了解您的基础表结构将有所帮助。根据您的环境,有两种方法可以使用:SQL了解XML,因此您可以将SQL作为xml结构,或者只使用一个表,每个行项都具有唯一的主键ID和parentid。 id是parentid的fk。节点的数据只是标准列。您可以使用cte或为计算列供电的函数来确定每个节点的嵌套程度。限制是节点只能有一个父节点。
#1
1
--getting all of the children of a root node ( could be > 1 ) and it would require revising the query a bit
DECLARE @AssetID int = (select AssetId from Asset where AssetID is null);
--algorithm is relational recursion
--gets the top level in hierarchy we want.
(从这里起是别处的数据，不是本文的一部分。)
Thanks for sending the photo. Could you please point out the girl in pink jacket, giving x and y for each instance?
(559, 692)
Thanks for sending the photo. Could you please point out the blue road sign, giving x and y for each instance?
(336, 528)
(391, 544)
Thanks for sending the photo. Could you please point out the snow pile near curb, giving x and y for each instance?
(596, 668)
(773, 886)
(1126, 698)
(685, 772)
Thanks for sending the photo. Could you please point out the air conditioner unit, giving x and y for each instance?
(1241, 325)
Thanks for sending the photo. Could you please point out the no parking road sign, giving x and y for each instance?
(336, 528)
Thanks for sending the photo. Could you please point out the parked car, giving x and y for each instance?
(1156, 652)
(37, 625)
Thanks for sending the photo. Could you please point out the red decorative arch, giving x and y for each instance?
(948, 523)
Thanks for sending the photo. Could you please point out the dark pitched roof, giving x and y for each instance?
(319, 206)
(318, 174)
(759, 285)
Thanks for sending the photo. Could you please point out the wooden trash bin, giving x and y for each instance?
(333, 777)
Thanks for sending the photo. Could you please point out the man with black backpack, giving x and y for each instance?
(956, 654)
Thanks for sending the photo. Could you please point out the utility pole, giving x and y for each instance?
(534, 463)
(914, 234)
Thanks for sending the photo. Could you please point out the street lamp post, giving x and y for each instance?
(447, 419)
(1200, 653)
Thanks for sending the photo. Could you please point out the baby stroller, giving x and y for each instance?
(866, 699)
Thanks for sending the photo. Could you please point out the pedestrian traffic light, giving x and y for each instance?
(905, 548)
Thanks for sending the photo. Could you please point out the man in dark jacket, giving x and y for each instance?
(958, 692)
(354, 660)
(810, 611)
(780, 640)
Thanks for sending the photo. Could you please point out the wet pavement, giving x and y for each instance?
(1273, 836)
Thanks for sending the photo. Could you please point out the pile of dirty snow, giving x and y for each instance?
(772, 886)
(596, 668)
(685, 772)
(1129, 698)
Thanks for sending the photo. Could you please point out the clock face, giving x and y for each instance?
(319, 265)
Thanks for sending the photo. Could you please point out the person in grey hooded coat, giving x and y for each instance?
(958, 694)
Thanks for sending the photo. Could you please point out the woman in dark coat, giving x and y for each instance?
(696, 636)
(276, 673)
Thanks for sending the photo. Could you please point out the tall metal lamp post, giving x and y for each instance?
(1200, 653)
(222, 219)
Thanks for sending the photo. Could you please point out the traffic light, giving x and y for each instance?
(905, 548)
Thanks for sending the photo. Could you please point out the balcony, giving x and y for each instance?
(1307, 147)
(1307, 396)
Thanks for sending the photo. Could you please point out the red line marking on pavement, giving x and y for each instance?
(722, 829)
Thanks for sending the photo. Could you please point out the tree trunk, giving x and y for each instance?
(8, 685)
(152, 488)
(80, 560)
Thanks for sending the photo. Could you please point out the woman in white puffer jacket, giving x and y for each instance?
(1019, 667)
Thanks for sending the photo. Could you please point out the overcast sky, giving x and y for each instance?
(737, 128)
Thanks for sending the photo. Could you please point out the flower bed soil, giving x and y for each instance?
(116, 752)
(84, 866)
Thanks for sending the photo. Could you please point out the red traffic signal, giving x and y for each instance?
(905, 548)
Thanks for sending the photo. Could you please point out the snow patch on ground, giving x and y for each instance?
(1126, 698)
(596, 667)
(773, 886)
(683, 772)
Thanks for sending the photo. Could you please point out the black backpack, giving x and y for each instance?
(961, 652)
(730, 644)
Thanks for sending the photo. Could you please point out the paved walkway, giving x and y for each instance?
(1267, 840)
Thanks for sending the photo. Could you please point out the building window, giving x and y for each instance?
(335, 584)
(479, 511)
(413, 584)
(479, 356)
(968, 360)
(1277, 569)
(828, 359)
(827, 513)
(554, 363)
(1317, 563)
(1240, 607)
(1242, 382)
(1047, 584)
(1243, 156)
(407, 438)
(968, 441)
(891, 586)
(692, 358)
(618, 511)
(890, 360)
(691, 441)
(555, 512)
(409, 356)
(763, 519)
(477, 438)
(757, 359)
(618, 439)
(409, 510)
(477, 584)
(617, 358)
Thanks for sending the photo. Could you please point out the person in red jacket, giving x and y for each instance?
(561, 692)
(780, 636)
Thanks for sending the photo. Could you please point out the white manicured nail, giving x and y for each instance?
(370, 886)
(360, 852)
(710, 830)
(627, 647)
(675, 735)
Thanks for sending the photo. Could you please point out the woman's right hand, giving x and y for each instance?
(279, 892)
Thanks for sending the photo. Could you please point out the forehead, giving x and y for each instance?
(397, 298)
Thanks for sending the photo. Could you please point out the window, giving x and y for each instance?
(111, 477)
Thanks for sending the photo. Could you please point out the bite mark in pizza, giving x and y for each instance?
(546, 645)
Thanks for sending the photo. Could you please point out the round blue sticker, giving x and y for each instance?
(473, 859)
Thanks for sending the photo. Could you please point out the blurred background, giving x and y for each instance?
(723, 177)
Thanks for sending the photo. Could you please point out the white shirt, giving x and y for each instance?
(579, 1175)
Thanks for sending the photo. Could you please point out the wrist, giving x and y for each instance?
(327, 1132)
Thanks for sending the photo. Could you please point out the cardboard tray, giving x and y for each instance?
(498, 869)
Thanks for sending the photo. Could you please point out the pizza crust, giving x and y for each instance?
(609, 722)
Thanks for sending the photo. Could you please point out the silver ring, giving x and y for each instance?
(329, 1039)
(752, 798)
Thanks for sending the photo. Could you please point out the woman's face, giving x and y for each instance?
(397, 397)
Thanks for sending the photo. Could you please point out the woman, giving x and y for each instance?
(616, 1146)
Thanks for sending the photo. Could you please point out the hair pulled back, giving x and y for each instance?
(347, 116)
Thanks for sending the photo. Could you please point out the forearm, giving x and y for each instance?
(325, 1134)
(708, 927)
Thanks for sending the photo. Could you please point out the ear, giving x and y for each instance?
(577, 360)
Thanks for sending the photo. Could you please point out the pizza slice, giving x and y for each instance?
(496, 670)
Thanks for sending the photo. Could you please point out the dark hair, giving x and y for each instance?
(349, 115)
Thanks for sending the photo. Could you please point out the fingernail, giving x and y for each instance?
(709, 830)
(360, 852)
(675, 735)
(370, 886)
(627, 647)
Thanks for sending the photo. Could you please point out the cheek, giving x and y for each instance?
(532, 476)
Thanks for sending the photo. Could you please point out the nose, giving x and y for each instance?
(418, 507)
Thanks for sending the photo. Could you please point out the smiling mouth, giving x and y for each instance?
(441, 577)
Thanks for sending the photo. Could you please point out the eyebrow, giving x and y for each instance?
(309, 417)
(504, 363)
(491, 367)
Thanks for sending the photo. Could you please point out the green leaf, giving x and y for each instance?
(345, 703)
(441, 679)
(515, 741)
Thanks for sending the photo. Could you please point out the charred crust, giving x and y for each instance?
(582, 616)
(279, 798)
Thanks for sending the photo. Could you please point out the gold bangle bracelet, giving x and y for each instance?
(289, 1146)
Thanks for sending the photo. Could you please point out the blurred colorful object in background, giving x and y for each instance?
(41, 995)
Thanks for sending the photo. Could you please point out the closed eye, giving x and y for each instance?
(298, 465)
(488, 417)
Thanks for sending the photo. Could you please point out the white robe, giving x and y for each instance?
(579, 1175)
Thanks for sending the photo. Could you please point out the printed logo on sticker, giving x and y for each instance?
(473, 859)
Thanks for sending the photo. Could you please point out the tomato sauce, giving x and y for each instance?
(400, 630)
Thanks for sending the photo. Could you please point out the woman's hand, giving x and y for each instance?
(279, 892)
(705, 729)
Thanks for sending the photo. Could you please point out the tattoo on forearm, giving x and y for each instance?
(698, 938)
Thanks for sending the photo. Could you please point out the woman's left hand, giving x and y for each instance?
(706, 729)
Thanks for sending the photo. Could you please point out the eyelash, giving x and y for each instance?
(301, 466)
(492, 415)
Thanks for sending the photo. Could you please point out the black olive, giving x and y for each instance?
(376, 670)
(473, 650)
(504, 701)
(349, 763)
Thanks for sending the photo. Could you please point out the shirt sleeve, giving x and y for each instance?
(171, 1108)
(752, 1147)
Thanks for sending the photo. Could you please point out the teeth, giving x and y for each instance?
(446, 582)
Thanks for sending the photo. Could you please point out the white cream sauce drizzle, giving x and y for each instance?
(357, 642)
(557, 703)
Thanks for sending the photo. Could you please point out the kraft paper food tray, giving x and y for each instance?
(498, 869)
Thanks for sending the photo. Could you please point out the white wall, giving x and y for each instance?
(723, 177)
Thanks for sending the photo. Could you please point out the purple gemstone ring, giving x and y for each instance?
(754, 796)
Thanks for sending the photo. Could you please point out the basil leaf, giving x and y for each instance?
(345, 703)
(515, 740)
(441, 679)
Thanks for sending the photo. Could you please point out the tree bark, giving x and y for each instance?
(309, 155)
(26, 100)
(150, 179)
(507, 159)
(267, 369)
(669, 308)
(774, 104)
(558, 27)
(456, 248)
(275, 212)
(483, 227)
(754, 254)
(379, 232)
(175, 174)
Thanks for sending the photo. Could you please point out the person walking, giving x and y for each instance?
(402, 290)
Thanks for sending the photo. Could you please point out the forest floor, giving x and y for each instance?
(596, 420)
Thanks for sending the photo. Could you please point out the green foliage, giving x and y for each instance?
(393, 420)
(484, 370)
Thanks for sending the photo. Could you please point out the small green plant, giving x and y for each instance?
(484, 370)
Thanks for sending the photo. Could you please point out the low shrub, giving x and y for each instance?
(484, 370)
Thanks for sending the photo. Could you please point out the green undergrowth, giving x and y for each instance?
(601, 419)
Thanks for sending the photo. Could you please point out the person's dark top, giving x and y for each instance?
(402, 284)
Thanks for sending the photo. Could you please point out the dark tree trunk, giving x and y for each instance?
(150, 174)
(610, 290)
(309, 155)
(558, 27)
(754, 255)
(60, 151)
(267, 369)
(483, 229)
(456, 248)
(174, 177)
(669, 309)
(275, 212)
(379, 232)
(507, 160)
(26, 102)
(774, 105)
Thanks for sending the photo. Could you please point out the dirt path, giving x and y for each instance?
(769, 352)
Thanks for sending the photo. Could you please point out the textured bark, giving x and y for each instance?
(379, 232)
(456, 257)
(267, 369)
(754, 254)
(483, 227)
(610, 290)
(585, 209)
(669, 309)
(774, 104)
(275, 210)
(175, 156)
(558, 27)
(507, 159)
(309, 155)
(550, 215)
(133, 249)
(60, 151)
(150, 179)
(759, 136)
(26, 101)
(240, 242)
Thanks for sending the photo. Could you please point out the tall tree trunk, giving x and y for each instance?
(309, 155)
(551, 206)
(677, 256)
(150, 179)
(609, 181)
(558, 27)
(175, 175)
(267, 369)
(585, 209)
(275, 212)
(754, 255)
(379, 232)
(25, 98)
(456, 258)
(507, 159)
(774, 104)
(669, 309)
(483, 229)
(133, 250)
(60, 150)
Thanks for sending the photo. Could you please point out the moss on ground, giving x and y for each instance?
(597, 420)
The hierarchy column
--will show the row's place in the hierarchy from this query only
--not in the overall reality of the row's place in the table
WITH Hierarchy(Asset_ID, AssetID, Levelcode, Asset_hierarchy)
AS
(
SELECT AssetID, Asset_ID,
1 as levelcode, CAST(Assetid as varchar(max)) as Asset_hierarchy
FROM Asset
WHERE AssetID=@AssetID
UNION ALL
--joins back to the CTE to recursively retrieve the rows
--note that treelevel is incremented on each iteration
SELECT A.Parent_ID, B.AssetID,
Levelcode + 1 as LevelCode,
A.assetID + '\' + cast(A.Asset_id as varchar(20)) as Asset_Hierarchy
FROM Asset AS a
INNER JOIN dbo.Batch AS Hierarchy
--use to get children, since the parentId of the child will be set the value
--of the current row
on a.assetId= b.assetID
--use to get parents, since the parent of the Asset_Hierarchy row will be the asset,
--not the parent.
on Asset.AssetId= Asset_Hierarchy.parentID
SELECT a.Assetid,a.name,
Asset_Hierarchy.LevelCode, Asset_Hierarchy.hierarchy
FROM Asset AS a
INNER JOIN Asset_Hierarchy
ON A.AssetID= Asset_Hierarchy.AssetID
ORDER BY Hierarchy ;
--return results from the CTE, joining to the Asset data to get the asset name
---that is the structure you will want. I would need a little more clarification of your table structure
#2
0
It would help to know your underlying table structure. There are two approaches which should work depending on your environment: SQL understands XML so you could have your SQL as an xml structure or simply have a single table with each row item having a unique primary key id and a parentid. id is the fk for the parentid. The data for the node are just standard columns. You can use a cte or a function powering a calculated column to determin the degree of nesting for each node. The limit is that a node can only have one parent.
了解您的基础表结构将有所帮助。根据您的环境,有两种方法可以使用:SQL了解XML,因此您可以将SQL作为xml结构,或者只使用一个表,每个行项都具有唯一的主键ID和parentid。 id是parentid的fk。节点的数据只是标准列。您可以使用cte或为计算列供电的函数来确定每个节点的嵌套程度。限制是节点只能有一个父节点。